Because religion and the State have abandoned these people, the peasants

turn to witchcraft, magic, paganism as a source of comfort and solace. By altering religion with their own beliefs, they discover a different hope

that only works in their illusions. When the state is supposed to encourage

the ideals of Catholicism, they deny the villagers of the true values and spirit. The government banishes a priest for molesting a child to a place

where he engenders his own repression. Instead of encouraging the peasants,

Don Trajella a new priest condescendingly mocks the village life and drinks because he has chosen to give up sermonizing. The state has allowed him the contrary of self-indulgence rather than being useful to the southern Italians. Guilia, Don Carlo’s servant enjoys the company of men and thus yields many children. Sending off all her children, but one for a better life elsewhere, she exposes herself to the power of men and lets them dominate her. This

is her way of handling her grief. Because the state has allowed her to this morally distorted superstition and self-destruction, she succumbs to

witchcraft and this new philosophy of life as a better source of happiness.
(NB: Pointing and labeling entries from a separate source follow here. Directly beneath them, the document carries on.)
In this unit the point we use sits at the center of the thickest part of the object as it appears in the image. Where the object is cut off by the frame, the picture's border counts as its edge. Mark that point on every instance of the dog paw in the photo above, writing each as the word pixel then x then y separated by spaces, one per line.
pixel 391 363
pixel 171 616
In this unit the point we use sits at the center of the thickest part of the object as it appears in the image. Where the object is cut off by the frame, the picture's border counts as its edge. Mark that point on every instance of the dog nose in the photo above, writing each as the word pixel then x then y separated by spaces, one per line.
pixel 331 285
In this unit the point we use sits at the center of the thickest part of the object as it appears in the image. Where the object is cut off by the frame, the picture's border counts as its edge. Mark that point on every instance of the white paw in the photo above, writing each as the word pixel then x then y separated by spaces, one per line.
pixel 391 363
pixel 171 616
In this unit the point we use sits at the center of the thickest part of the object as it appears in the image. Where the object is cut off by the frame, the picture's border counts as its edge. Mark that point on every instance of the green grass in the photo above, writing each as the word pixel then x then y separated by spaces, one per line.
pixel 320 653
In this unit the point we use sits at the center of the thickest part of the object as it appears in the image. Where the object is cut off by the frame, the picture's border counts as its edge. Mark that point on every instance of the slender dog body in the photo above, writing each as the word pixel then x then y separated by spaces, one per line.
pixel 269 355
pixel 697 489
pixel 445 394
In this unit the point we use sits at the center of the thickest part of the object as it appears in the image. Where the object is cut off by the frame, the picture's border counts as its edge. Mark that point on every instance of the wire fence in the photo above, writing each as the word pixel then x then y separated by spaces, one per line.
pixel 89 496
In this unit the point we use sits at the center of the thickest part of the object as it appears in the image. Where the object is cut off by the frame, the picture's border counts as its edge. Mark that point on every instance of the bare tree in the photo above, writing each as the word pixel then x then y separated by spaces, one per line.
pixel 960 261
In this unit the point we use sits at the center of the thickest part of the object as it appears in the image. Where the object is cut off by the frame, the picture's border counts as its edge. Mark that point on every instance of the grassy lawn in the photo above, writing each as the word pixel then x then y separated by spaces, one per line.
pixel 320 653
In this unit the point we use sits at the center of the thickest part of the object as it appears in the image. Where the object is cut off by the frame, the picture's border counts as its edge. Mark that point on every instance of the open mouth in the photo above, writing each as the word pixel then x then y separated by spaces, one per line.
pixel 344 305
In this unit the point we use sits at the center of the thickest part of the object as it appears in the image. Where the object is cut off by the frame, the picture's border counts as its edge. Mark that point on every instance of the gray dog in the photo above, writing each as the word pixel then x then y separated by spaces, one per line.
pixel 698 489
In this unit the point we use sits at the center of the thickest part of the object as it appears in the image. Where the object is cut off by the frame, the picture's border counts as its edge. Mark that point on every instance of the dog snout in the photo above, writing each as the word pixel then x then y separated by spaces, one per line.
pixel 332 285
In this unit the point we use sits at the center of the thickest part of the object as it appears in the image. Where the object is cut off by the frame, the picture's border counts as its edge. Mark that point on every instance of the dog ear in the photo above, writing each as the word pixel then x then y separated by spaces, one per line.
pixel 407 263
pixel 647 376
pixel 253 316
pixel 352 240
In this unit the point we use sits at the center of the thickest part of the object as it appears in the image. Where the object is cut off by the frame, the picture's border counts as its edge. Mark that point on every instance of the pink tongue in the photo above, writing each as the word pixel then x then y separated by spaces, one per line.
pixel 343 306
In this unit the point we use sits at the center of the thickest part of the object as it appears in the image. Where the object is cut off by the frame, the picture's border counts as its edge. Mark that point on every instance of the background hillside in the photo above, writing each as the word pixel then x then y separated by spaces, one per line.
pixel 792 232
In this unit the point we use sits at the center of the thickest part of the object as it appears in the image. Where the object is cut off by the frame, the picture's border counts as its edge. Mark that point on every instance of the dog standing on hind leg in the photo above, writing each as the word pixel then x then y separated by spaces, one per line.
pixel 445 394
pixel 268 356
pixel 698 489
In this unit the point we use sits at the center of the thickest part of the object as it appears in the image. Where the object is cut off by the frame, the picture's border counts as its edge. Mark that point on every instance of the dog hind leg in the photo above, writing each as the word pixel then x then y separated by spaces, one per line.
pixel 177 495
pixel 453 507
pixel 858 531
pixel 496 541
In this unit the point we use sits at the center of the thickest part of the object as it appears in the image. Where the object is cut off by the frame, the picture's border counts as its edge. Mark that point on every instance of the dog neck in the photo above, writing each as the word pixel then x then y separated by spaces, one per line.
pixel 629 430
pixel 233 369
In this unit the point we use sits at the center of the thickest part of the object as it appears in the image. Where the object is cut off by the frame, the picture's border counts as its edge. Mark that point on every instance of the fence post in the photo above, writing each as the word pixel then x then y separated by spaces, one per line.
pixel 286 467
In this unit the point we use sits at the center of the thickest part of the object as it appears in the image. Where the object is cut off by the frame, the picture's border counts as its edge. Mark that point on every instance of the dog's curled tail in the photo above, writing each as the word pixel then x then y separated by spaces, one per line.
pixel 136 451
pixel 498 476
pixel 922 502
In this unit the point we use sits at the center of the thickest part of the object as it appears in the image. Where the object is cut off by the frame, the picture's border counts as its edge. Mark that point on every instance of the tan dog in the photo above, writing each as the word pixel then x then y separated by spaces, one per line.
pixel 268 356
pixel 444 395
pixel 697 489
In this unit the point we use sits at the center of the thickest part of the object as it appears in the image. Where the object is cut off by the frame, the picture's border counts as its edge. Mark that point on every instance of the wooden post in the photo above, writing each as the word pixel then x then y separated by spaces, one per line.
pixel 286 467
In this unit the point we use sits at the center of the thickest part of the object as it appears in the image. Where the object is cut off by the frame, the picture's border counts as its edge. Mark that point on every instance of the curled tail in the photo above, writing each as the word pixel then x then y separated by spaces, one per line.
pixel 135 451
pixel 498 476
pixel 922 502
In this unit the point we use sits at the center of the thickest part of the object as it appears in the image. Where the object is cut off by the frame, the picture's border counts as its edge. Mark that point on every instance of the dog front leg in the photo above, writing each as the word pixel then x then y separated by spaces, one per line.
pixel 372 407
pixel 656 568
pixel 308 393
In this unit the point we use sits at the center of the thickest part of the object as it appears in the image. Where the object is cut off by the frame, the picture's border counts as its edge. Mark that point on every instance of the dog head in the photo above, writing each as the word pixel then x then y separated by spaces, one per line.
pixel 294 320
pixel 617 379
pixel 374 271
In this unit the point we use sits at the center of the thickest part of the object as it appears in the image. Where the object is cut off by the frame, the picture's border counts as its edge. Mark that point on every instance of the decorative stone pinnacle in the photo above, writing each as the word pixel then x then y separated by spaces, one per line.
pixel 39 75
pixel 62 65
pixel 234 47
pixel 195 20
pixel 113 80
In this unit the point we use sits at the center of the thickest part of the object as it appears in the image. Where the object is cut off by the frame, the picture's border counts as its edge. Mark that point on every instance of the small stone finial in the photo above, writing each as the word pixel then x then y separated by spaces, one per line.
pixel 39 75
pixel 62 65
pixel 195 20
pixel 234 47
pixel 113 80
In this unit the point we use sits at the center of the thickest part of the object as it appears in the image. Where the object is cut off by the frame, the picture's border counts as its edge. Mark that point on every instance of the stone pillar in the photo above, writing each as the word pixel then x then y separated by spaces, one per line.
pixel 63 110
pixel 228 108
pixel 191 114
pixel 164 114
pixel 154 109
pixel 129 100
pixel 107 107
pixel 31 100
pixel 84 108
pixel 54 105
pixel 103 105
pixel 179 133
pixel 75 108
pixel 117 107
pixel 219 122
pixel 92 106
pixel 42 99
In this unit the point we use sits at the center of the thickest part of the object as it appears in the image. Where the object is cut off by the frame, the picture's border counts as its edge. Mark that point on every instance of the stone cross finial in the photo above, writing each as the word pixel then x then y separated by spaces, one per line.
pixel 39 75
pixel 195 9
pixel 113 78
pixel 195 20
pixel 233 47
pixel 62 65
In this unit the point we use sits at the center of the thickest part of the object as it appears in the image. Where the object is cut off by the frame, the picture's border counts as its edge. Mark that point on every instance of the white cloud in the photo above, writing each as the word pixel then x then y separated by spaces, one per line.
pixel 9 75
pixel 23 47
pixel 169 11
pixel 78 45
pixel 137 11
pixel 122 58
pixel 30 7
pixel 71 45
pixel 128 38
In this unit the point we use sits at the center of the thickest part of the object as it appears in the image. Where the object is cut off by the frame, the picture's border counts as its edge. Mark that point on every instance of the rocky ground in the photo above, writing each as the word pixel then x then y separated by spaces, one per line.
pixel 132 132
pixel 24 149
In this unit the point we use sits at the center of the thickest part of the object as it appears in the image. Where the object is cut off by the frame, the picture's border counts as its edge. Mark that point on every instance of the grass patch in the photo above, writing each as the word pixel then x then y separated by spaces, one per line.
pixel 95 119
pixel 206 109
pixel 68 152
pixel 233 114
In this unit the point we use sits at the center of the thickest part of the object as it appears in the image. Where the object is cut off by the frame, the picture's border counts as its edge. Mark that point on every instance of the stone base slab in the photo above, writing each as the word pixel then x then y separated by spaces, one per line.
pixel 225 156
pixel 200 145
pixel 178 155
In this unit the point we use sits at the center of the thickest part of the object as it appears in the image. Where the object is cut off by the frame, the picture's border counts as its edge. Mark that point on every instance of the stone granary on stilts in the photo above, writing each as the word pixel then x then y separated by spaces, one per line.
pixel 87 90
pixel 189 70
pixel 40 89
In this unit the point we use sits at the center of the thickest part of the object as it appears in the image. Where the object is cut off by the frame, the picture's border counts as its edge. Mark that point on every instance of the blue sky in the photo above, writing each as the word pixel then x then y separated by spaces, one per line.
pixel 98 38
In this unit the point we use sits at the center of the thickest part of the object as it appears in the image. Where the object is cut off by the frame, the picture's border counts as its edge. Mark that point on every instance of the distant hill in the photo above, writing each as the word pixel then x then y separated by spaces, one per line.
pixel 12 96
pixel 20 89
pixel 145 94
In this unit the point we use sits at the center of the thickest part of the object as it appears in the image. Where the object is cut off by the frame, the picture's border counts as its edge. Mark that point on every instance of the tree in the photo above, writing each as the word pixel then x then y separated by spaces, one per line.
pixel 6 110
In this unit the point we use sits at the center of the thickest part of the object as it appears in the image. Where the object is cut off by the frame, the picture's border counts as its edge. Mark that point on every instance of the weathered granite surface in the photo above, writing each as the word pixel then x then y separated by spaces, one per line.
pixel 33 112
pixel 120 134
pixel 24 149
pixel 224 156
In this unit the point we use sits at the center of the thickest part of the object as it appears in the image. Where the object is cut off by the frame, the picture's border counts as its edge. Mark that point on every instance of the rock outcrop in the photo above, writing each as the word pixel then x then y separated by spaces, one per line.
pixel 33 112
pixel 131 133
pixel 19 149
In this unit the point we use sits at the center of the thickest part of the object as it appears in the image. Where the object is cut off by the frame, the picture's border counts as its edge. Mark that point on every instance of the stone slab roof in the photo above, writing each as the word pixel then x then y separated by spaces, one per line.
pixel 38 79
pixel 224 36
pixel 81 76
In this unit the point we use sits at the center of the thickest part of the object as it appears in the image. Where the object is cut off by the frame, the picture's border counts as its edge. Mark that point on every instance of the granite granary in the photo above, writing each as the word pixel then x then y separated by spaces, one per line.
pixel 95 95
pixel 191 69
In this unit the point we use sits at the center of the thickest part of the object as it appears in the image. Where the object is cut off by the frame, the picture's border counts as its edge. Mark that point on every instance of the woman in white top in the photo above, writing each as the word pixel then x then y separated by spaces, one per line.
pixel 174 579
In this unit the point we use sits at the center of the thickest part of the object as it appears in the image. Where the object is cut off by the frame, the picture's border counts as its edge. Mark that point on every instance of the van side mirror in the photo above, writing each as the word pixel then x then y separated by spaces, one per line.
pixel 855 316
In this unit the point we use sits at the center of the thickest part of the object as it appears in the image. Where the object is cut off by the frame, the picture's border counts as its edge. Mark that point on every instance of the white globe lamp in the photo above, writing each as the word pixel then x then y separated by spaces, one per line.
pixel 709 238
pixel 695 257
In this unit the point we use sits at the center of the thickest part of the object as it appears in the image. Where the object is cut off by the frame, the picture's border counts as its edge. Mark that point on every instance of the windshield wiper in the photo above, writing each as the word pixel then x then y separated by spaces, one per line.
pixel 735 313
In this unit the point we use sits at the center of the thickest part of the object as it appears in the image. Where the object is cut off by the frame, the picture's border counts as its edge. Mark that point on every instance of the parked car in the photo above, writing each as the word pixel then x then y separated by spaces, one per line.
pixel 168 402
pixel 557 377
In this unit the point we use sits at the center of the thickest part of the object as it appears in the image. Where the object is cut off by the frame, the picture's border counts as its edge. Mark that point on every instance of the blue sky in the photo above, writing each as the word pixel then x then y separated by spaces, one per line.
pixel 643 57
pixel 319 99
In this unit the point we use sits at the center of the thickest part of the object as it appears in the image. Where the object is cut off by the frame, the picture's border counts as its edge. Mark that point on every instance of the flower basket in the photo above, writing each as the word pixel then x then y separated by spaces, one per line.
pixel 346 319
The phrase “Christ stopped at Eboli” means that religion, interacted with

the government has not communicated with this part of Italy.

The mayor of the town did not attend to his own job. The government appoints Don Cosimino, to govern Gagliano and head the post office, when the villagers see him as a cold-hearted man. He intercepts the mail, the only link of the peasants to the outside world. Through this discourtesy, he does not sympathize with the peasants; he never realizes that distorting any message diminishes the purpose of sending mail. The common people cannot sense love by the state or other Italian people. The idea doesn’t relate as emotions or a personal business.

The Italian subjects in the south include political prisoners, exiles, government officials, Italian Americans and the peasants whose power is

reserved by a government that ignores their everyday burdens. In this

make-up, Americans, the former ‘new wealthy’, has succumbed to a worthless

life, falling back into the same poverty they were tangled in before they

left. They did not absorb America’s culture and when other outside influences passed through Gagliano, they only invaded and exploited. Other cultures

only used them and never wore off into the peasants’ lives. This bearing renders the people’s abhorrence of state; all of its influences and ideals engender a bitter hatred of the Italian government. The villagers of the impoverished ancient town, Gagliano are forced to endure human existence

without essential, human instruments and qualities.

The state disregards the South, their ruthless existence is not a

part their affairs and country. Ignoring the south and its people is more convenient than helping the villagers as part of the Italian people. In

such a land of Gagliano, the people experience an inevitable repression

because there are hardly any decent supporters in the south. Long after

Don Carlo, the speaker leaves this memory, the town will remain the same

just as it always has, until the state recalls its supreme duty. After considering Levi’s objectives through the interplay of civil chaos and

rivaling fascist governments, readers become aware that isolating a people

is not the solution to the secular downfall of world poverty. By examining

a relationship, one can understand the underlying roots of society’s

problems and evil. The world will never be fully prepared to move up

another level when there is still an apparent, deprived world at the

bottom of the pyramid and the ignorant up top.